Treasuries Rise as Powell Signals Taper on Course for This Year

Treasuries gained and the yield curve steepened as Federal Reserve Chair Jerome Powell continued to underscore risks to the economy even as he signaled that the central bank could begin paring its monthly bond purchases this year.

Powell also emphasized Friday at the Kansas Fed’s virtual Jackson Hole symposium that pulling back on bond buying wouldn’t necessarily mean interest-rate hikes would follow immediately.

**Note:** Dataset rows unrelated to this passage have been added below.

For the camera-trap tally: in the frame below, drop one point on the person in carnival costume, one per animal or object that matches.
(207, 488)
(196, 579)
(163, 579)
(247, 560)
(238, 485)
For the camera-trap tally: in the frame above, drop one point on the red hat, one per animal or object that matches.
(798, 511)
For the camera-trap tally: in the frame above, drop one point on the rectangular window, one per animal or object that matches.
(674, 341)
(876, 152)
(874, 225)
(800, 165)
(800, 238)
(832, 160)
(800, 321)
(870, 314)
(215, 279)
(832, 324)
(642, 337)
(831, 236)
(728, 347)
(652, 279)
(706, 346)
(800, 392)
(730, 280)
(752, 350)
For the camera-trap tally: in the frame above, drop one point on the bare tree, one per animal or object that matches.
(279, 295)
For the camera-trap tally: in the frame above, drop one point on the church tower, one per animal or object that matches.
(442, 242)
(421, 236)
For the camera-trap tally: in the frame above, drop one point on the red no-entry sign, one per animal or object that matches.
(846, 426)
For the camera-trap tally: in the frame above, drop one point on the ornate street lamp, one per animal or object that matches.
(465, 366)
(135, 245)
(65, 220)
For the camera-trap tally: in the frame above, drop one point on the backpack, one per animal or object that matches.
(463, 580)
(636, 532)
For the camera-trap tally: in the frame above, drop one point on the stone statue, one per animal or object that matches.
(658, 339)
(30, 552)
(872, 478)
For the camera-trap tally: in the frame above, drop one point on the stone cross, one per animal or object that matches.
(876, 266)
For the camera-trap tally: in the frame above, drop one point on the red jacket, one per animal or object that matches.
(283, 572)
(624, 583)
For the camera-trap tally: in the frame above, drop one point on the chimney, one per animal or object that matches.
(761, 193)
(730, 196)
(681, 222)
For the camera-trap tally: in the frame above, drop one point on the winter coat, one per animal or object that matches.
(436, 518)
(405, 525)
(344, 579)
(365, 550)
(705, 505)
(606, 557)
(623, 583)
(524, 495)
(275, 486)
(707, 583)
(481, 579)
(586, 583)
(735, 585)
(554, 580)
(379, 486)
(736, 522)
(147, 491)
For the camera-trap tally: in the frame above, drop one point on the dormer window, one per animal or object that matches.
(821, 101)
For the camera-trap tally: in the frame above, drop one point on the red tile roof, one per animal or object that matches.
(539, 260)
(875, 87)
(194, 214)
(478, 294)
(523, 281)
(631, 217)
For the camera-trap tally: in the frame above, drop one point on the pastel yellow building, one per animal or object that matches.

Ten-year yields fell almost 3 basis points to about 1.32% and the yield curve reversed an early-session move that sent it to the flattest level in a year. The Fed chair’s long-awaited remarks kept intact the message traders already garnered from past comments by Powell and from the minutes of the central bank’s last policy meeting, in July -- that most officials judged that it probably would be appropriate to begin paring the buying in 2021, even as the delta variant of the coronavirus spreads.

Treasury Curve Steepens as Powell Warily Talks Taper, Rate Hikes

“On net, tapering remains on track and the next question is when it will be appropriate to hike,” BMO Capital Markets strategist Ian Lyngen wrote in a note. “This will be data-dependent and implicitly a function of path out of the pandemic and toward the new normal.”

The Fed is currently buying $120 billion a month in bonds, part of emergency measures introduced last year to support the economy and help markets function smoothly.

Powell said in his remarks that the economy has now met the test of “substantial further progress” toward the Fed’s inflation objective that he and his colleagues said would be a precondition for tapering the bond purchases, while the labor market has also made “clear progress.” 

Money-market traders held steady Friday with pricing in the Fed’s liftoff from zero in the first quarter of 2023.

The yield curve, as measured by the gap between 5- to 30-year yields, was about 2 basis points steeper than Thursday’s closing levels, at about 111 basis points. The curve earlier Friday touched around 107 basis points amid comments from other Fed officials that were deemed on the hawkish side in terms of pushing for a quicker start to tapering.